Bardwell has positioned Pembroke in the grounds at Wilton, adapting the relationship of the house to the grounds to produce a seamless backdrop for the mounted earl. In the left-hand background of the composition Bardwell shows a view of the famous Palladian Bridge across the River Nadder, Bardwell has then flattened the angle of the south front of Wilton so that it no longer appears at right angles to the bridge. The adapted view point is characteristic of Bardwell who noted in his The Practice of Painting and Perspective Made Easy ‘A painter is not to be confined strictly to the Rules of Perspective; but to make the subservient to his Purposes.’[2] The bridge had been completed in 1737 and possibly had great resonance for both the sitter and the first owner of the painting, as it had been designed by Henry Herbert, 9th Earl of Pembroke in collaboration with the architect Roger Morris. The first owner of this portrait seems likely to have been the 9th earl’s brother, Nicholas Herbert and it may well have been commissioned to celebrate his young nephew’s marriage and appointment as Lord Lieutenant of Wiltshire, both of which took place in 1756.
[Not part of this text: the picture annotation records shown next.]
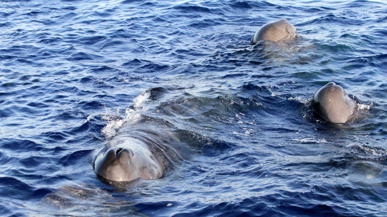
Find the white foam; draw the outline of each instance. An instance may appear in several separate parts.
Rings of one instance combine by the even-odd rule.
[[[136,121],[141,117],[140,112],[147,100],[150,96],[150,92],[146,91],[133,99],[132,109],[128,108],[125,110],[125,115],[123,117],[120,113],[119,108],[115,112],[112,112],[106,106],[106,114],[101,115],[102,119],[106,121],[106,125],[101,131],[104,136],[108,138],[111,138],[117,134],[117,131],[124,124],[129,121]]]
[[[370,108],[371,108],[371,105],[369,105],[358,104],[356,108],[359,110],[365,110],[369,109]]]

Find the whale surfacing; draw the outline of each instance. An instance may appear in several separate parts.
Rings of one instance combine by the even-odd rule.
[[[286,19],[280,19],[267,23],[258,29],[252,38],[250,42],[254,45],[263,40],[280,41],[286,39],[292,34],[297,35],[296,27],[288,22]]]
[[[356,103],[341,86],[329,82],[320,88],[313,97],[316,112],[332,123],[345,123],[353,114]]]
[[[163,175],[164,165],[148,147],[138,139],[120,137],[99,151],[94,161],[94,170],[102,178],[115,181],[158,178]]]

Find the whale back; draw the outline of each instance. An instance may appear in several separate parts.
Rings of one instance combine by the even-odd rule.
[[[297,33],[296,27],[286,19],[280,19],[269,22],[259,29],[251,39],[251,44],[254,45],[260,41],[265,40],[279,41],[286,39],[291,33]]]
[[[316,112],[332,123],[346,122],[356,105],[342,87],[334,82],[329,82],[317,90],[313,100]]]
[[[164,170],[146,144],[125,137],[111,141],[103,148],[96,158],[94,166],[97,174],[116,181],[158,178]]]

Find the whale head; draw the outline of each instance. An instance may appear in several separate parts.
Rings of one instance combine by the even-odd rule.
[[[161,167],[151,154],[149,152],[138,151],[115,147],[104,153],[100,153],[94,162],[96,173],[104,178],[115,181],[159,178],[162,175]]]
[[[329,82],[316,92],[313,107],[319,115],[332,123],[345,123],[354,112],[356,103],[344,89],[334,82]]]
[[[288,39],[291,35],[297,36],[296,27],[286,19],[280,19],[267,23],[260,27],[253,36],[250,42],[253,45],[263,40],[280,41]]]

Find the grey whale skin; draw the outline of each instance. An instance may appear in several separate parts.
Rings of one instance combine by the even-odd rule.
[[[317,114],[332,123],[345,123],[353,114],[356,103],[344,88],[329,82],[319,89],[313,97],[313,107]]]
[[[144,142],[122,136],[113,139],[99,151],[93,165],[96,173],[115,181],[158,178],[165,168]]]
[[[286,19],[280,19],[267,23],[258,29],[251,38],[250,43],[254,45],[263,40],[280,41],[286,39],[292,33],[296,35],[296,27]]]

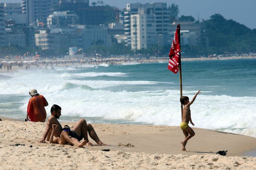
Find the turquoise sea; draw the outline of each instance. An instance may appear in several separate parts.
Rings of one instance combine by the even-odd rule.
[[[178,126],[179,74],[166,63],[55,66],[18,70],[0,79],[0,116],[23,120],[36,88],[62,108],[61,121]],[[77,68],[76,67],[77,66]],[[183,94],[195,127],[256,137],[256,60],[184,61]]]

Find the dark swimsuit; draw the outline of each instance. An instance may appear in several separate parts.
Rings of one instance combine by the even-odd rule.
[[[71,131],[70,133],[69,134],[69,136],[73,138],[75,138],[77,139],[77,140],[79,141],[82,140],[83,138],[83,134],[81,135],[81,136],[79,136],[73,131]]]

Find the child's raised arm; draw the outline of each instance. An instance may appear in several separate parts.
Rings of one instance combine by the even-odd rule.
[[[194,100],[196,99],[196,98],[197,98],[197,94],[198,94],[201,92],[201,90],[198,90],[198,92],[197,92],[197,93],[196,93],[194,96],[194,97],[193,97],[193,99],[192,99],[191,101],[190,101],[190,102],[188,103],[188,104],[189,105],[192,105],[193,102],[194,102]]]

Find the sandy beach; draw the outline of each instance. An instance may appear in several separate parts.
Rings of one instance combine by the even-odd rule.
[[[183,59],[183,61],[254,58]],[[135,62],[131,61],[130,62]],[[166,62],[166,60],[142,62]],[[117,64],[121,64],[119,62]],[[60,64],[75,67],[79,63]],[[25,65],[24,65],[25,66]],[[0,78],[26,67],[0,69]],[[43,65],[40,65],[42,68]],[[45,69],[45,68],[44,68]],[[31,65],[28,69],[40,69]],[[52,69],[49,67],[47,69]],[[49,116],[49,115],[47,115]],[[92,146],[39,143],[47,122],[24,122],[0,116],[0,170],[74,169],[256,169],[256,138],[216,130],[193,128],[196,135],[181,151],[184,136],[179,127],[166,126],[92,124],[108,146]],[[61,122],[71,128],[74,122]],[[109,152],[102,151],[109,149]],[[227,155],[216,154],[228,150]]]
[[[194,128],[196,135],[186,146],[189,152],[184,152],[179,127],[93,124],[109,145],[97,146],[89,138],[92,146],[79,148],[38,143],[46,122],[0,118],[1,170],[256,169],[256,157],[244,156],[255,148],[255,138]],[[72,128],[75,122],[61,123]],[[223,150],[228,150],[226,156],[216,154]]]
[[[181,62],[184,61],[203,61],[203,60],[239,60],[239,59],[256,59],[256,56],[231,56],[231,57],[200,57],[200,58],[181,58]],[[31,59],[32,60],[32,59]],[[129,63],[136,63],[139,62],[142,63],[154,63],[154,62],[166,62],[166,64],[168,63],[168,58],[166,58],[166,59],[142,59],[142,60],[137,60],[136,58],[132,58],[129,60],[126,61],[125,62],[125,59],[124,58],[119,59],[119,58],[114,58],[112,59],[113,62],[109,62],[107,64],[129,64]],[[49,60],[47,60],[48,61],[50,61]],[[79,68],[80,67],[84,65],[91,65],[93,66],[96,66],[97,64],[105,63],[106,62],[103,61],[103,60],[102,60],[101,62],[97,61],[97,62],[92,62],[92,63],[82,63],[81,64],[80,62],[78,62],[78,61],[79,61],[79,62],[81,61],[81,60],[78,60],[77,59],[76,59],[74,62],[70,62],[70,60],[66,60],[67,61],[69,61],[69,62],[67,62],[66,63],[64,63],[63,62],[59,62],[58,64],[58,66],[61,66],[61,67],[73,67],[73,68],[75,68],[76,67]],[[45,64],[40,64],[39,67],[36,67],[36,65],[34,65],[33,64],[31,64],[29,63],[26,63],[24,64],[23,67],[19,67],[17,65],[13,65],[12,67],[12,69],[11,70],[7,70],[7,68],[4,68],[3,67],[2,68],[2,69],[0,69],[0,78],[8,78],[9,77],[8,76],[3,75],[1,74],[1,73],[13,73],[15,71],[17,71],[17,70],[25,70],[26,69],[54,69],[54,67],[56,66],[55,64],[55,61],[54,60],[52,60],[53,61],[54,64],[53,64],[53,68],[51,68],[50,65],[50,62],[47,64],[47,67],[45,67]],[[1,61],[0,61],[0,64],[1,63]],[[4,63],[3,63],[4,64]],[[28,66],[29,65],[29,67],[26,68],[26,66]]]

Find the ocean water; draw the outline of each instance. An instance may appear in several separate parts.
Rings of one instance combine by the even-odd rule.
[[[256,137],[256,60],[184,61],[183,93],[191,99],[195,126]],[[24,119],[36,88],[62,108],[61,121],[179,126],[179,74],[168,63],[55,66],[3,74],[0,115]]]

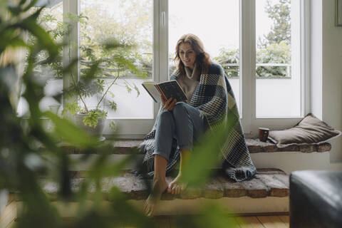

Pembroke himself commissioned a sequence of portraits celebrating his household and his horsemanship. In 1769 David Morier and Richard Brompton completed four portraits depicting: Pembroke with his écuyer, Domenico Angelo; Pembroke with his son, George Herbert, later 11th Earl of Pembroke; Lieutenant John Floyd with a groom in fancy dress and Lieutenant John Kinsey, all with views of Wilton in the background.[3] A further portrait by Morier of Pembroke mounted celebrating his appointment as Colonel of the 1st Royal Dragoons survives in the Royal Collection. But there is no sign that the present portrait ever hung at Wilton or was replicated for the Pembroke collection, its provenance strongly points to it having been commissioned by the sitter’s uncle, the Hon Nicholas Herbert, who married the Suffolk heiress Anne North. Anne North was the granddaughter of the wealthy Elihu Yale, President of the East India Company and primary benefactor of Yale University, she inherited Glemhan Hall on the death of her politician father, Dudley North. Anne left Glemham, in turn, to her great-nephew Dudley Long North and the portrait has remained in the North family ever since.

Joshua Reynolds
10th Earl of Pembroke (1734-94)
Oil on canvas
50 x 40 inches; 1270 x 1016 mm
c. 1762  
Collection of the Earl of Pembroke, Wilton House, Wilts.
©Bridgeman Images          

References

  1. Francis Russell, A Catalogue of the Pictures and Drawings at Wilton House, Oxford, 2021, pp.125-126. 
  2. Quoted by Kate Retford The Conversation Piece: Making Modern Art in Eighteenth-Century Britain, New Haven and London, 2017, p.59.
  3. Francis Russell, A Catalogue of the Pictures and Drawings at Wilton House, Oxford, 2021, pp108-109.